Poet Shelton Lea was adopted into the Lea family (famous for Darrell Lea sweets) and grew up in Toorak, Melbourne, but at twelve he ran away from home and school and lived on the streets, stealing to survive. He was detained in various reform schools and in Pentridge jail. It was in prison that he discovered poetry, later writing that poetry 'allowed me to live for several years inside/ because it altered my point of view' ('doing times'). He was later to be influential in raising the minimum age for jailing teenagers, speaking in an interview on the ABC's programme Stateline in 2004.
On his travels around Australia he formed bonds with Indigenous people and was 'adopted' into an Aboriginal family. He had a life-long commitment to write about Australia's black and white troubles, and his book Totems contains all the poems he wrote about black/white relations between 1988 and 2004.
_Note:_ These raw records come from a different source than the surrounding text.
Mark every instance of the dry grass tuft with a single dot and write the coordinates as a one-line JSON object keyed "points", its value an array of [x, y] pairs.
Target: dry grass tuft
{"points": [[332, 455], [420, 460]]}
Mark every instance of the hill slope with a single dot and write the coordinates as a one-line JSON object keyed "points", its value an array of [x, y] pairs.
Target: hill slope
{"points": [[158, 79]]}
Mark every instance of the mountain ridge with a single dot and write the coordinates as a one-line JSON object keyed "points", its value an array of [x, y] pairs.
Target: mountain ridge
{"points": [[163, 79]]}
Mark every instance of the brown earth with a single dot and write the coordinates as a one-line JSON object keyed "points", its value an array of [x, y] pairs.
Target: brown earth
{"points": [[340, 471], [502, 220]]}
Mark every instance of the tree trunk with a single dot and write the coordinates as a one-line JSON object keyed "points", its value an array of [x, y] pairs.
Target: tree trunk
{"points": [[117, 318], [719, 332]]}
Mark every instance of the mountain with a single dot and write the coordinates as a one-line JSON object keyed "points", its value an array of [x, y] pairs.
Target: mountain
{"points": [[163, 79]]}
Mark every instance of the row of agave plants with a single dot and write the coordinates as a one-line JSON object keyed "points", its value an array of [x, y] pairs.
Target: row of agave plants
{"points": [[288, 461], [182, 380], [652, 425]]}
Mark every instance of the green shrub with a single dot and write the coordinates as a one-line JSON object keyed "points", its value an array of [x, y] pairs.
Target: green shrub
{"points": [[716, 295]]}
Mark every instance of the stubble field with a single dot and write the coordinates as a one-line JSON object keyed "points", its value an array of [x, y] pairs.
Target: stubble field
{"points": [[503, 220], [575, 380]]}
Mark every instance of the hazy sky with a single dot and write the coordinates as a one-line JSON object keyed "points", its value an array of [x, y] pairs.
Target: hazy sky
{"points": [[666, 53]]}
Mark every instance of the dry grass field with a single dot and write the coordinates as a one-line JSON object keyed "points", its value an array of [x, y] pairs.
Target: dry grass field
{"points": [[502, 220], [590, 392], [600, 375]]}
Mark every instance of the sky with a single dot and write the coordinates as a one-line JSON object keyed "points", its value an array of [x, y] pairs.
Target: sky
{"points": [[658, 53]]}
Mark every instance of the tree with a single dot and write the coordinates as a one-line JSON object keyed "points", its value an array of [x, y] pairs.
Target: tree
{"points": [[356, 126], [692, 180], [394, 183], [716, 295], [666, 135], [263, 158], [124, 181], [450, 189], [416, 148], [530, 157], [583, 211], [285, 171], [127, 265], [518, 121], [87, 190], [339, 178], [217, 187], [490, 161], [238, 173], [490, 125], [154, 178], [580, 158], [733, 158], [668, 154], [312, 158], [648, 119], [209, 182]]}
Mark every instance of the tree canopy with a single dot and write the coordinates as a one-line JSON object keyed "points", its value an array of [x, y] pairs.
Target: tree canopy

The poet PiO recognised and encouraged Lea's talent when Lea was still in his teen years, publishing his Drunk and the 'Steve' Poems in 1962. In the 1960s he lived in Kings Cross, but later moved to Melbourne, where, as part of the Heide set, he worked with his life-long friend and mentor Barrett Reid on Overland.
Lea regularly performed his works, sometimes with a jazz group. He read at festivals and in pubs, schools, prisons, universities and under trees around Australia, and also represented Australian poetry overseas. He received two Australia Council grants and Arts Victoria funding to read his work throughout rural Victoria. He published several chapbooks of verse as well as his larger collections. He has been referred to as 'the godfather of Melbourne poetry'. His bookshop DeHavillands on Wellington in Clifton Hill, Melbourne, traded in fine books, specialising in Australian poetry, and his Eaglemont Press published six books, including the first bi-lingual Romani/English poetry book (Lee Fuhler's Dogstown, 1996).